We spend the afternoon wandering around Camden market. Yumi loves looking at all the second-hand clothes, and seeing her happy makes me happy too.
We hold hands and she gives me little kisses when I am not expecting them. I realize things about her that never really registered at Churchill’s. Her clothes are a little off-beat-today she is wearing some kind of antique dress that looks like it once belonged to Zelda Fitzgerald-and an Asian girl with a mop of dyed blond hair gets a lot of stares. But I am proud to be seen with her. She’s a great girl, funny and smart, and we drink latte in a little café while she tells me about her family back in Osaka.

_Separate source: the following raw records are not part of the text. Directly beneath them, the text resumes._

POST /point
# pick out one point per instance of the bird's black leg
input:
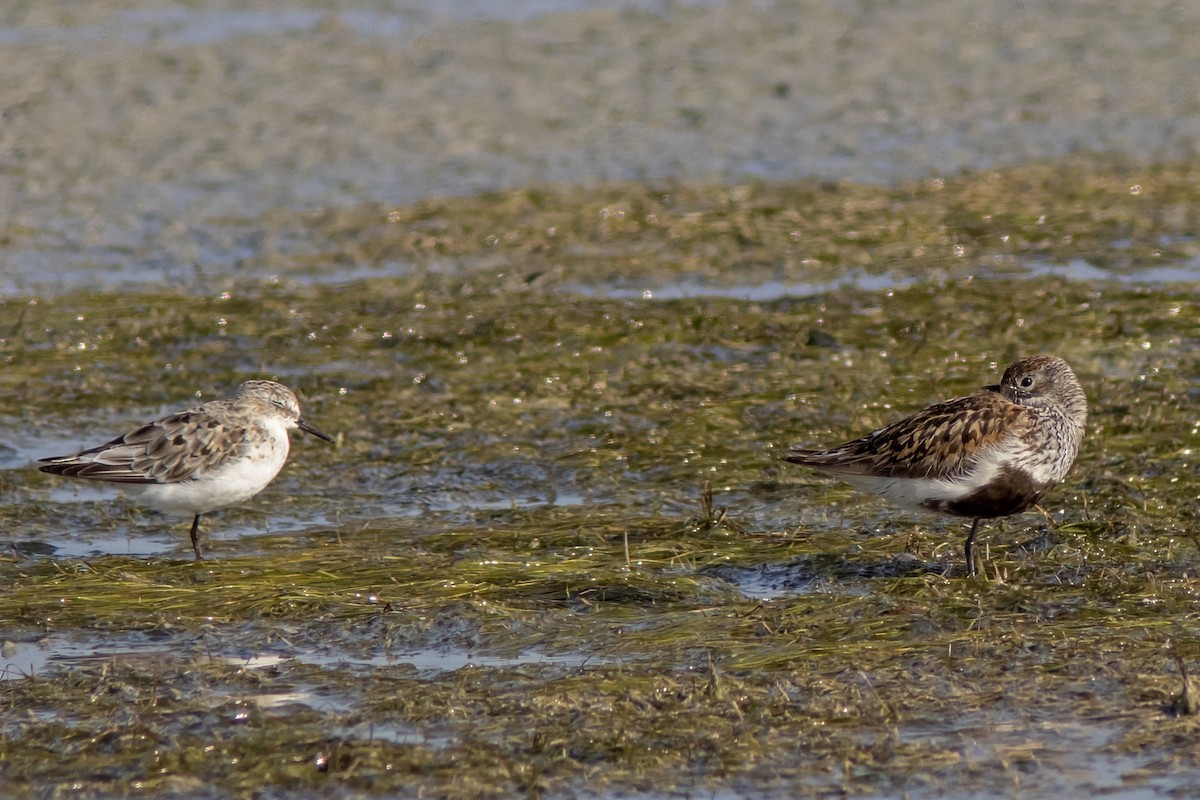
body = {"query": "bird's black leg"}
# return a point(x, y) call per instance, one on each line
point(969, 547)
point(196, 543)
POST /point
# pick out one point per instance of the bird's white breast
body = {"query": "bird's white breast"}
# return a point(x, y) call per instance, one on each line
point(238, 479)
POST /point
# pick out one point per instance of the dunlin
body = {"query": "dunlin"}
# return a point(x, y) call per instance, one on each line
point(199, 459)
point(993, 453)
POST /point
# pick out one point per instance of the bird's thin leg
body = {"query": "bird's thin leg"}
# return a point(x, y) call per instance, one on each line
point(970, 547)
point(196, 543)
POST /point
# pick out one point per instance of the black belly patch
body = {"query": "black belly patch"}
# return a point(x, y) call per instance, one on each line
point(1011, 492)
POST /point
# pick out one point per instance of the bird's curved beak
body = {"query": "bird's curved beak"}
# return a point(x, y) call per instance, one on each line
point(307, 428)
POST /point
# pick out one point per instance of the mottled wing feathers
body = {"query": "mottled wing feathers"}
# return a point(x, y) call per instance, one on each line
point(940, 441)
point(177, 447)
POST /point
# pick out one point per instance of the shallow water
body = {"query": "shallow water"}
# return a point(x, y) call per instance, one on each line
point(555, 551)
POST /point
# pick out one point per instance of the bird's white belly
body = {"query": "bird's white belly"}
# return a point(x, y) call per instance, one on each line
point(234, 482)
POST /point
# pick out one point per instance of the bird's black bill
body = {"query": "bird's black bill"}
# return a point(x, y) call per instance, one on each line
point(307, 428)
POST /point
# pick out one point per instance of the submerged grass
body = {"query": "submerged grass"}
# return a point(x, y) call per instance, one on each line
point(587, 492)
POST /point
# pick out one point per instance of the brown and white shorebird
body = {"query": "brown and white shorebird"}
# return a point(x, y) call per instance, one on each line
point(993, 453)
point(199, 459)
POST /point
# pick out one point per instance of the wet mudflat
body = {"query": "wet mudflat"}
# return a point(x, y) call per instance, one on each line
point(555, 551)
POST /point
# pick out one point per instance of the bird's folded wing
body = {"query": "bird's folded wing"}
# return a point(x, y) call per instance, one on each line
point(941, 441)
point(177, 447)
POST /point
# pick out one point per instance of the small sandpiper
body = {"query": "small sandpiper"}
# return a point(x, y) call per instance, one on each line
point(199, 459)
point(989, 455)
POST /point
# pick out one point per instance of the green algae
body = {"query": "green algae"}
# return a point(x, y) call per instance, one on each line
point(527, 469)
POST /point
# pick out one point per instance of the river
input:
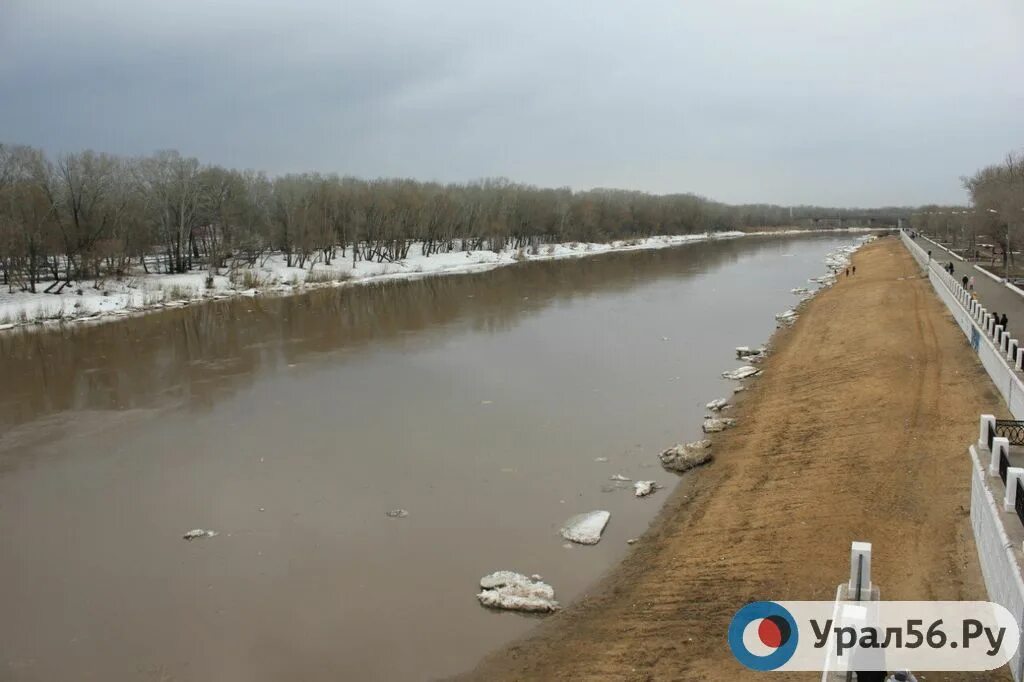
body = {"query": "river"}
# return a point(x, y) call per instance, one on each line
point(484, 405)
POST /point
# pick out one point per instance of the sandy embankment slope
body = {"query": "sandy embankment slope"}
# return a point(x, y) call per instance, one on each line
point(857, 430)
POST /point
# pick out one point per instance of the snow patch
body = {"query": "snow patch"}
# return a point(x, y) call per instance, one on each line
point(714, 425)
point(586, 528)
point(741, 373)
point(644, 487)
point(718, 405)
point(197, 534)
point(512, 591)
point(685, 457)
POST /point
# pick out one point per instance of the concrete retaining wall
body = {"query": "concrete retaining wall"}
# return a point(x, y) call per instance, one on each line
point(958, 302)
point(998, 567)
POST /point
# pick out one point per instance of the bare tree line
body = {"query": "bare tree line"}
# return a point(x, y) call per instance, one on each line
point(91, 215)
point(995, 216)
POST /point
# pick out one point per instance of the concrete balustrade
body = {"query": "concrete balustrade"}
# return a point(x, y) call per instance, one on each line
point(993, 351)
point(999, 444)
point(1010, 498)
point(985, 422)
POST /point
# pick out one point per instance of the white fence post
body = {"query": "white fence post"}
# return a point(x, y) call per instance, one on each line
point(1010, 497)
point(863, 567)
point(999, 444)
point(985, 422)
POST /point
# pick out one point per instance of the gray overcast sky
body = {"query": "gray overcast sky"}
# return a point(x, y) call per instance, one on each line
point(825, 101)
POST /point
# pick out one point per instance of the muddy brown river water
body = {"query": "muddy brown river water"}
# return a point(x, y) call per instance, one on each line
point(481, 403)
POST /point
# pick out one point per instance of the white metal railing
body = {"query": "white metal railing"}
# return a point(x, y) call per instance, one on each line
point(1000, 355)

Her old man was a hotshot salary man at a big corporation who lost his job in the recession. Her mother was a typical Japanese housewife who suddenly found she had to support a family with her secretarial work. Her sister is a brilliant violin player who her parents always preferred because she never dyed her hair or went out with boys who had dyed hair. Yumi says she came to London because life in Japan felt like it was a play, and everybody knew their role. Except her.
And I tell her my story. I want to. I tell her about teaching in London, moving to Hong Kong, meeting Rose. I tell her about losing Rose, about the accident, all of that, and she holds my hand, tears in her brown eyes. I even tell her about my father and his girlfriend.
Then I remember that I have to do some shopping for my nan. I expect Yumi to go home or to go off somewhere, but she tells me she will do the shopping with me. So we find a supermarket and I get my nan’s usual Saturday shop-white bread, I Can’t Believe It’s Not Butter, baked beans, corned beef, spam, bacon, sugar, milk, tea bags, custard creams, chocolate cookies, ginger nuts and a single banana. That single banana always tugs at my heart. It seems to me like more than an old person’s shopping list. It feels like a shopping list from long ago.